On the EXCITING front: We have a new family member!
We rescued a new dog! SUMI is a 7 year old Japanese Chin and he is quickly stealing my heart- the most cat-like dog I have ever met- 9 pounds- and he looks like a panda bear and a monkey mated- he makes funny noises and is the sweetest little thing- I drove down to damn near South Dakota to get him, missed the equinox ritual- and spent last weekend helping him adjust- so far pretty good for such a litte guy...Cookie had a surgery Friday and is now home next to me here recovering- on pain meds- she had 9 teeth puled and a tumor removed from her back- this will be her last surgery- I want the rest of her little life to be what it is-as I continue to spoil her rotten- 3 friends have had babies this week- it is in the water i guess- thoughts of motherhood rattle my brain and I resolve myself to working harder and cuddling with the dogs.

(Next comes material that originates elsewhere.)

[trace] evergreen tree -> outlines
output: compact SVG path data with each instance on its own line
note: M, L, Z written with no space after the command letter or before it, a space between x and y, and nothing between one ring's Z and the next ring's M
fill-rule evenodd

My dad got another experimental shot and so is still alive- he is pretty amazing and wants to see his next birthday- he is the original thelemite and says when he wills it he will go and become a star in the sky...we have had many talks about his passing and we are better than ever- Today I am packing, working, potty-training, cleaning, doing laundry, napping, and pondering all of it- my biggest question is:
If this is 'it' am i cool with that?
My answer today: YUP- a king size bed, being held my a man I love, and 3 little dogs who look at me like their God doesn't suck at all.